According to an embodiment, the first fuel channel 11 may comprise an innermost channel at the outlet end 13, and the second fuel channel 16 may be provided radially outwards from the first fuel channel 11 at the outlet end 13. In other words, the second fuel outlet member 17 may be provided radially outwards from the first fuel outlet member 12.

According to an embodiment, the first air channel 14 may be provided radially outwards from the second fuel channel 16 at the outlet end 13. In other words, the first air outlet member 15 may be provided radially outwards from the second fuel outlet member 17.

Figure 8 illustrates a method for controlling a firing system.
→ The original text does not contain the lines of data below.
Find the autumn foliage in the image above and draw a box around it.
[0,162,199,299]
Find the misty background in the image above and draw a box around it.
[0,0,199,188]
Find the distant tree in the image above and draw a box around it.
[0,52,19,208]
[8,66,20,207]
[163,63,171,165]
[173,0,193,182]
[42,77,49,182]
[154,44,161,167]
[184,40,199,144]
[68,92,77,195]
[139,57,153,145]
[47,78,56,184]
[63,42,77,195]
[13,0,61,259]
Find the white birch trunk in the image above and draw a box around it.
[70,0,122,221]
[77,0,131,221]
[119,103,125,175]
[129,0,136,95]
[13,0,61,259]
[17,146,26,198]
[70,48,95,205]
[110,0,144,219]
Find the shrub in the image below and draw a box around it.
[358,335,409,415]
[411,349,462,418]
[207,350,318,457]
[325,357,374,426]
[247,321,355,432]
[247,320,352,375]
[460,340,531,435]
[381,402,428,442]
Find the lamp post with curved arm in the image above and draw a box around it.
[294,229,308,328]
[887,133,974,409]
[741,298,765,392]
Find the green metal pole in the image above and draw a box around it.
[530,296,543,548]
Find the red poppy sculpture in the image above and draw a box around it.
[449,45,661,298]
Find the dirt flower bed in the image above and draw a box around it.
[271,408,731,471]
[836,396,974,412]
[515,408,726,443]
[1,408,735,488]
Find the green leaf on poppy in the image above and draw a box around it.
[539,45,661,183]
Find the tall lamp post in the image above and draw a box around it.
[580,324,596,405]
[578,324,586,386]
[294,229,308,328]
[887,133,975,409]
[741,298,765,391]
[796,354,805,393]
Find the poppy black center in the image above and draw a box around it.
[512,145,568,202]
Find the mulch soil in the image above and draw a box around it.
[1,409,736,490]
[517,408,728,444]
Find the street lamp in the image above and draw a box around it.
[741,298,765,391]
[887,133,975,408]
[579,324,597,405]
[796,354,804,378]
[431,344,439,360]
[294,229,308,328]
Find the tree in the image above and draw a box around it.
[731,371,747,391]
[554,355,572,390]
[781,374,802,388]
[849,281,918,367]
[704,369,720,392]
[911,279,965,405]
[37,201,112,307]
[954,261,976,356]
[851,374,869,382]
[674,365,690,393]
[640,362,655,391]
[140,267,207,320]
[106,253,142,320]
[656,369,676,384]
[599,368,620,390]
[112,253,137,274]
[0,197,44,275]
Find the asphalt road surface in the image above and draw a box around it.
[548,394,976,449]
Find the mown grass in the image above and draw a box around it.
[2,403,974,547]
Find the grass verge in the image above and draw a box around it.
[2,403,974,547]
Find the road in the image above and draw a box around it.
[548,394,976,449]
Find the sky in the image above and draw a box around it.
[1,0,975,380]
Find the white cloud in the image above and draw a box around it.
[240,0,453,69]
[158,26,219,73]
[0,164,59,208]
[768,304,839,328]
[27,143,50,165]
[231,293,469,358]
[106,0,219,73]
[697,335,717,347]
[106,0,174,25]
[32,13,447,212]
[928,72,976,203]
A method for controlling a firing system, such as the method of Figure 8, may comprise providing 81 a plurality of burners 2 spaced from each other along two opposing sides 31 of a furnace 4. The burners 2 may be directed towards each other and the material to be heated. The method further comprises configuring 83 a first portion of the burners 2 to provide a flame with first type of flame characteristics and a second portion of the burners 2 to provide a flame with a second type of flame characteristics; and providing 85 each side 31 with at least one burner belonging to the first portion of the burners and at least one burner belonging to the second portion of the burners.

According to an embodiment, the method for controlling a firing system 20 may be implemented by an embodiment or a combination of embodiments of a firing system 20 disclosed in this description, accompanying claims and/or accompanying drawings.

According to an embodiment, the method further comprises configuring the flame with the first type of flame characteristics and the flame with the second type of flame characteristics to have desired firing rates. According to an embodiment, the desired firing rates of the flame with the first type of flame characteristics and the flame with the second type of flame characteristics comprise firing rates according to an embodiment disclosed in connection with the firing system embodiments or a combination thereof. According to an embodiment, the method may further comprise controlling operation of the burners 2 by at least one valve arrangement 22.

According to an embodiment, the method further comprises moving a material to be heated between the burners 2 in a direction parallel to the sides 31 by moving means 7. More particularly, the material to be heated may be moved between the burners 2 but at a lower level in a vertical direction in relation to the burners 2. The direction, in which the material to be heated may be moved in the furnace 4, in other words the direction of movement, is indicated by an arrow in Figures 2 to 6.

According to an embodiment, the method may further comprise detecting the temperature of the material to be heated by at least one detector. The detector, detecting and/or the measurement may be in line with an embodiment, or a combination of embodiments disclosed in connection with the firing system 20 embodiments.

According to an embodiment, the method may further comprise controlling by at least one control unit at least one of the burners, a group of burners, or all the burners. According to an embodiment, controlling the burner(s) by the control unit may comprise controlling flow of at least one of fuel and primary air to the burner(s). According to an embodiment, controlling the burner(s) by the control unit may comprise controlling flow of at least one of fuel and primary air to the burners by controlling the valve arrangement. According to an embodiment, controlling the burner(s) 2 by the control unit may comprise controlling at least one of the burners 2 based on temperature detected by at least one of the detectors.

According to an embodiment, the moving means 7 may comprise at least one of the following: a conveyor belt and chained pallet cars.

According to an embodiment, the firing system 20 may be a firing system 20 of a pellet plant and the moving means 7 may comprise chained pallet cars for pellets.

According to an embodiment, the method may further comprise heating by the burners material to be heated provided in the furnace.